Ironically, I had the idea for this post before finding out that I made the LISNews 10 Blogs to Read in 2006 list, which is quite an honor for me considering all of the wonderful work librarians are doing with blogs! Thanks LISNews and all of you for reading!
Suffice it to say, not all lists are bad, but I wanted to discuss the use of lists, or checklists, when it comes to marketing. After blogging about marketing for over a year now, I've read my fair share of articles with titles like, "Five Steps to Marketing Success," "The Top 10 Tips for Targeting Markets," "7 Steps to Writing a Newsletter That Readers Can't Put Down" and on and on. In fairness, lists like this can be useful in that they attempt to break down something complex (like marketing) into something simple (like a boxed brownie recipe), and this can actually be good if it helps people to better understand and manage the complex stuff. However, the danger here is that lists make it tempting to think that if one does A, B, C, and D one will end up with a fluffy and satisfying marketing strategy, but alas, that's not the way it works. So what follows is my anti-list list of marketing tips:
- There are no steps. This Matrix-esque tip is a reminder that marketing is above all a creative process. You can no more create lists and steps for making a good marketing plan than you can for creating an inspiring work of art. Models like the 4 P's can be useful in helping to think through your strategy, but good marketing is driven by visions, instinct, and sincere commitment to serving patrons.

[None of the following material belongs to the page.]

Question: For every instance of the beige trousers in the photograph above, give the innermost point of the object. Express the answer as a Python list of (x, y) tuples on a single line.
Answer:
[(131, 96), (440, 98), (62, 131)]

- Get to know your patrons. Better yet, get to know what it is they need from you. This doesn't require detailed strategy, just open eyes and ears and a willingness to approach patrons on their terms.
- Live your marketing plan. Don't let your marketing plan languish on paper or (gasp!) on to-do lists. Embrace marketing as a part of your everyday work and make it come alive for patrons in all that you do.
- Don't copy off your neighbor's work! To my knowledge, no organization or person ever became great because they wanted to be just like "the other guy." In fact, most acts of greatness arise from the desire to "go where no one has gone before." Doing so involves risk and going outside of comfort zones, not adopting a successful strategy that someone else dared to try. You can look at other marketing plans and strategies for inspiration, but don't forget what makes you and your patrons' needs unique because recognizing and capitalizing on those very things is what is most likely to bring you success.
- Let go of attachment. Buddha said it, and it's still good advice! Don't get bogged down by a marketing plan or series of steps and procedures, since circumstances will inevitably change and what's a great strategy today may be a flop tomorrow. Being true to libraries' missions and patrons are constants, but the ways in which you realize those constants will change. The good thing about change is that it keeps you on your toes, which is crucial in the creative process (see tip #1).